Now I needed my addiction more than I ever did in my entire life. I couldn’t function. I was a failure. I was devastated. Now I relied on my addiction to live. I relied on my drugs so that I could get off the floor and feel nothing. Now I became cold, heartless, I felt nothing and that’s just how I wanted it. I didn’t deserve to feel anything. I punished myself and fed my addiction. I wasn’t living I was merely surviving.
Then I met a guy. He was so different. He was kind. He was genuine. He really cared about me and I didn’t know why. He became my best friend. We became inseparable. I could trust him. I could rely on him. We fell in love. He says he loved me all along. A few years into our relationship we had a son. Life was changing but I still had my addiction but for the first time in my life I hid it. It wasn’t something that seemed so natural anymore. I became pregnant again and gave birth to a daughter. Now I had a family. I had a wonderful man who truly loved me. We were building a life together and I no longer wanted my addiction to be a part of it.

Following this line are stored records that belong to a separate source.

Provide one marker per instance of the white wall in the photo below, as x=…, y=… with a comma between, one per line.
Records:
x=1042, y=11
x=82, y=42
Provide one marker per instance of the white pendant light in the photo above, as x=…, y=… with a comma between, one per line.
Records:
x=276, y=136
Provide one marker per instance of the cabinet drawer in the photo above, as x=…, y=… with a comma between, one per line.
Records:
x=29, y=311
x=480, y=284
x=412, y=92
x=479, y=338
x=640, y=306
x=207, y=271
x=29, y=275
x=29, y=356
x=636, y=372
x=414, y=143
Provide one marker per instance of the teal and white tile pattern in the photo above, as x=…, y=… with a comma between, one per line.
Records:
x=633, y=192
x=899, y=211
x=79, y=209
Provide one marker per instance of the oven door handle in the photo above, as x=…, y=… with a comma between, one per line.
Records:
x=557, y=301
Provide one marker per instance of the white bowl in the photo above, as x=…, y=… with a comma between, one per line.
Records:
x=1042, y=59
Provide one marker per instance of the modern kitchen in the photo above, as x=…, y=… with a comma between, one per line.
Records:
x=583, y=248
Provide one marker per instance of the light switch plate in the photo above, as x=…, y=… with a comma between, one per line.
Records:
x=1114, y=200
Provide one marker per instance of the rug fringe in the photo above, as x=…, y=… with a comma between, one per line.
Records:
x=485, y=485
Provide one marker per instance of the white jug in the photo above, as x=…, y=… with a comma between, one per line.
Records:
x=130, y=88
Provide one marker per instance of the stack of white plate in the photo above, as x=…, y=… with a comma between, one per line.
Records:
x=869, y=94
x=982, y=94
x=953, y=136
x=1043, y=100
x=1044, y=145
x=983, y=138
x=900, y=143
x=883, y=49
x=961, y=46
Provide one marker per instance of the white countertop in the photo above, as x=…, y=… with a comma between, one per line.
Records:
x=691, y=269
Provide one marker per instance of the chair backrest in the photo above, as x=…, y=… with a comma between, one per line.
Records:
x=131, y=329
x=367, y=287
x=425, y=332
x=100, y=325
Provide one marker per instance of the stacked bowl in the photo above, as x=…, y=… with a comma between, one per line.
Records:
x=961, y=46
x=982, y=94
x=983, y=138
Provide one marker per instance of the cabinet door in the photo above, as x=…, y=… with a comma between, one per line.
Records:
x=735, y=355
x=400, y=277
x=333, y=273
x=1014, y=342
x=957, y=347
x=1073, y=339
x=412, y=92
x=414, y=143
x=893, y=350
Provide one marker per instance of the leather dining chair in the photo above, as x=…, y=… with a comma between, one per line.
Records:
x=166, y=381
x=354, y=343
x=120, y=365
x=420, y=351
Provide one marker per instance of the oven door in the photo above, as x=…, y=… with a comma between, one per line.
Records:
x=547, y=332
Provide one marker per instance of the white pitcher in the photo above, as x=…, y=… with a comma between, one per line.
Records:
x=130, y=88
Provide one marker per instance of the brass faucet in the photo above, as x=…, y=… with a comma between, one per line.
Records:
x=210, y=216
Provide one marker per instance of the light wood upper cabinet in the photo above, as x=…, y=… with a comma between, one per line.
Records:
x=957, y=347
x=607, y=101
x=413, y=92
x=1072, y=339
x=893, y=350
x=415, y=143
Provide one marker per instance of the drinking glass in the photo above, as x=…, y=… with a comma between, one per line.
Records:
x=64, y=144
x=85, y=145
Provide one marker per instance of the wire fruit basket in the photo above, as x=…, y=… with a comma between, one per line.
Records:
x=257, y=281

My daughter was 17 days old the last time I used drugs. That was six years ago. I would have never done this alone. This man stood by my side as I went through withdrawal, did my drug counseling, did my drug classes, learned what triggered me in life to use drugs, as I learned and still continue to learn who I really am without my addiction. He cheered me on as I completed all my steps, every certificate I acquired he was really proud of me. He went through all my counseling with me and still to this day when life is becoming overwhelming he steps in to ease my load. I actually never thought I would ever reach a point in my life where I didn’t have an addiction. I finally had every reason I needed to be sober. Besides my Mr. I have never told anyone this entire story. Today on this sober birthday I am strong, and confident enough to share it with the world. Today I am no longer addicted. I am not a recovering drug addict anymore. I am a recovered addict!